RBI GDP Growth: India’s real GDP growth is projected to remain at 6.9 per cent for FY2026-27 as the adverse impact of West Asia will remain contained, according to RBI’s Annual Report 2025-26.
RBI adds that risks are tilted to the downside due to global uncertainties and the West Asia conflict, with strong domestic consumption and investment remaining the main growth drivers.
RBI in the annual report says that the centre achieved its fiscal consolidation target, with the fiscal deficit falling to 4.4% of GDP in FY26. Revenue growth was driven by higher direct tax collections and non-tax revenues, it added.

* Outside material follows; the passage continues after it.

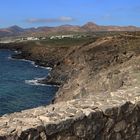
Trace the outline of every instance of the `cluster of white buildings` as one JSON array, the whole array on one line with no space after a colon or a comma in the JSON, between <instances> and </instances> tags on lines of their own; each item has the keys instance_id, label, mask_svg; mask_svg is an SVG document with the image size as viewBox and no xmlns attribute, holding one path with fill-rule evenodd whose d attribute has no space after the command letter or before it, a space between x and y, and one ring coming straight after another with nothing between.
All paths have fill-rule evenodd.
<instances>
[{"instance_id":1,"label":"cluster of white buildings","mask_svg":"<svg viewBox=\"0 0 140 140\"><path fill-rule=\"evenodd\" d=\"M36 41L36 40L44 40L46 39L45 37L39 38L39 37L22 37L16 39L16 41Z\"/></svg>"},{"instance_id":2,"label":"cluster of white buildings","mask_svg":"<svg viewBox=\"0 0 140 140\"><path fill-rule=\"evenodd\" d=\"M12 42L23 42L23 41L36 41L36 40L40 40L40 39L38 37L3 38L3 39L0 39L0 43L12 43Z\"/></svg>"},{"instance_id":3,"label":"cluster of white buildings","mask_svg":"<svg viewBox=\"0 0 140 140\"><path fill-rule=\"evenodd\" d=\"M86 37L86 35L55 35L51 36L50 39L81 38L81 37Z\"/></svg>"},{"instance_id":4,"label":"cluster of white buildings","mask_svg":"<svg viewBox=\"0 0 140 140\"><path fill-rule=\"evenodd\" d=\"M51 36L50 39L63 39L63 38L81 38L83 35L55 35Z\"/></svg>"},{"instance_id":5,"label":"cluster of white buildings","mask_svg":"<svg viewBox=\"0 0 140 140\"><path fill-rule=\"evenodd\" d=\"M24 42L24 41L37 41L37 40L46 40L48 39L63 39L63 38L81 38L86 37L86 35L54 35L50 37L18 37L18 38L3 38L0 39L0 43L10 43L10 42Z\"/></svg>"},{"instance_id":6,"label":"cluster of white buildings","mask_svg":"<svg viewBox=\"0 0 140 140\"><path fill-rule=\"evenodd\" d=\"M50 39L63 39L63 38L74 38L74 35L56 35L50 37Z\"/></svg>"},{"instance_id":7,"label":"cluster of white buildings","mask_svg":"<svg viewBox=\"0 0 140 140\"><path fill-rule=\"evenodd\" d=\"M37 37L27 37L26 39L27 40L39 40L39 38L37 38Z\"/></svg>"}]
</instances>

Inflation Moderates, Policy Support Continues
Headline inflation eased sharply to 2.1 per cent in FY26 from 4.6 per cent a year earlier, largely due to lower food inflation and favourable
base effects. With inflation remaining well within the target range, the Monetary Policy Committee reduced the repo rate by 100 basis points during the year.
The RBI also infused liquidity through open market operations and CRR cuts to support growth and ensure smooth transmission of monetary policy.
Risks From West Asia Conflict
Despite the positive outlook, the RBI cautioned that risks to growth remain tilted to the downside. The central bank highlighted that a prolonged conflict in West Asia could lead to higher crude oil prices, increased logistics costs, and renewed inflationary pressures.
However, it said India’s relatively lower dependence on exports and strong domestic demand should help cushion the economy against external shocks.